Research Paper Volume 18 pp 102—116
Blood biochemical and gut microbiotic neural network models forecasting human biological age
- 1 Russian Clinical Research Center for Gerontology, Pirogov Russian National Research Medical University, Ministry of Healthcare of the Russian Federation, Moscow 129226, Russia
- 2 Institute of Biology of Aging and Healthy Longevity Medicine with Preventive Medicine Clinic, Petrovsky Russian Research Centre of Surgery, Moscow, Russia
Received: August 25, 2025 Accepted: January 30, 2026 Published: March 12, 2026
https://doi.org/10.18632/aging.206360How to Cite
Copyright: © 2026 Kobelyatskaya et al.
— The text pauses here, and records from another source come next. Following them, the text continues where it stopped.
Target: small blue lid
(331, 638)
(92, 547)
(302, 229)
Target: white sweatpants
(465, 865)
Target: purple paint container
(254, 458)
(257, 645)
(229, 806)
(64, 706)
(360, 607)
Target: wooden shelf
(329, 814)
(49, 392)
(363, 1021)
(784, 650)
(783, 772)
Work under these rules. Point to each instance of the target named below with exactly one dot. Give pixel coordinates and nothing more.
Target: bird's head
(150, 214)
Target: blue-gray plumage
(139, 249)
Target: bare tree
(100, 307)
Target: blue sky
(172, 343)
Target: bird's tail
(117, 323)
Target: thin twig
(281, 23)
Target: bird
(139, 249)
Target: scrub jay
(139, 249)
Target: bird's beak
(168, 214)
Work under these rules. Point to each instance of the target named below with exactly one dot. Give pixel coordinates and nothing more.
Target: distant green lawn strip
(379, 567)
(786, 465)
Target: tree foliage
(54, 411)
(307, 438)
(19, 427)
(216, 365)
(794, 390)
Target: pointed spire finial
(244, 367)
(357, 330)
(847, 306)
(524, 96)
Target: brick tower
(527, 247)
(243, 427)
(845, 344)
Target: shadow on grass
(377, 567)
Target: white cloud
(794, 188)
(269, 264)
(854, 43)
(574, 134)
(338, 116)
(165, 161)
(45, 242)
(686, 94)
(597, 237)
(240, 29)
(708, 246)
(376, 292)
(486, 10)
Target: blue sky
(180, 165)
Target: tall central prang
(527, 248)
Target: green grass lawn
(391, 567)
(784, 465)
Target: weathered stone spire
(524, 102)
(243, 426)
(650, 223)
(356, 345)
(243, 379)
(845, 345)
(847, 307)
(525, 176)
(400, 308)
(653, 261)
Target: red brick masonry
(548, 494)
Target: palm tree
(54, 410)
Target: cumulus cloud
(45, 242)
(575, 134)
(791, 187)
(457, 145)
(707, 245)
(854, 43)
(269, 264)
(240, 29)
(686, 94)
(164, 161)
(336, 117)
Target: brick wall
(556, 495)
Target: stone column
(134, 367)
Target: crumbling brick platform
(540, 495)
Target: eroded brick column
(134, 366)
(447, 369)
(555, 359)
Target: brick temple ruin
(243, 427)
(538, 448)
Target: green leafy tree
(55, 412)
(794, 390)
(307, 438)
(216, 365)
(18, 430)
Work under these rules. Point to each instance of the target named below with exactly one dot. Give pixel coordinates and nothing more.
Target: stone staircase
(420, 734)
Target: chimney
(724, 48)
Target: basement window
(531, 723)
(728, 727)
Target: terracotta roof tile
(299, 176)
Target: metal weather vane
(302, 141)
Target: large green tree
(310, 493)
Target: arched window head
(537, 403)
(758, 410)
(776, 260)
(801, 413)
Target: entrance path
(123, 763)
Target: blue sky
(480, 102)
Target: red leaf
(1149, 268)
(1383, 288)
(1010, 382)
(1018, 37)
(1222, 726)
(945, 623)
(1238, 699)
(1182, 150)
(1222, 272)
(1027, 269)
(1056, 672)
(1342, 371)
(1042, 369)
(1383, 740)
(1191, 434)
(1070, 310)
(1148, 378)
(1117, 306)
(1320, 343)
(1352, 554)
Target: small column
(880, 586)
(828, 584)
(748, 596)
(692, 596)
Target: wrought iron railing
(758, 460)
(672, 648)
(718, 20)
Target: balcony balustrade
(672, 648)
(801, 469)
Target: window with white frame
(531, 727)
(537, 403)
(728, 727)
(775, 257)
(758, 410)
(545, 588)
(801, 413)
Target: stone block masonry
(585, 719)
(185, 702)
This is an open access article distributed under the terms of the Creative Commons Attribution License (CC BY 4.0), which permits unrestricted use, distribution, and reproduction in any medium, provided the original author and source are credited.
Abstract
Biological age reflects the current state of the body, considering the aspects of lifestyle, environment, and hereditary component. Currently there is no universal formula for determining it, but there are markers that can be used to calculate it. This study aims to develop and compare two models for calculating biological age based on laboratory blood tests and composition of gut microbiota. The biochemical model of biological age uses 7 indicators and is gender-specific (general – cystatin-C, IGF-1, DHEAS, only for females – homocysteine, urea, glucose, zonulin, only for males – HbA1c, NT-proBNP, free testosterone, hs-CRP). The microbial model requires the input of percentages of 45 bacterial species as indicators of the gut microbiota. Both methods demonstrate high predictive accuracy (MAE ~ 6 years, R2 > 0.8) and the degree of agreement of assessments both with each other and with PhenoAge (correlation > 0.89). For enhanced interpretability of the models, we applied the SHAP explanation algorithm, which allowed us to evaluate the contribution of each predictor to the final assessment of the biological age.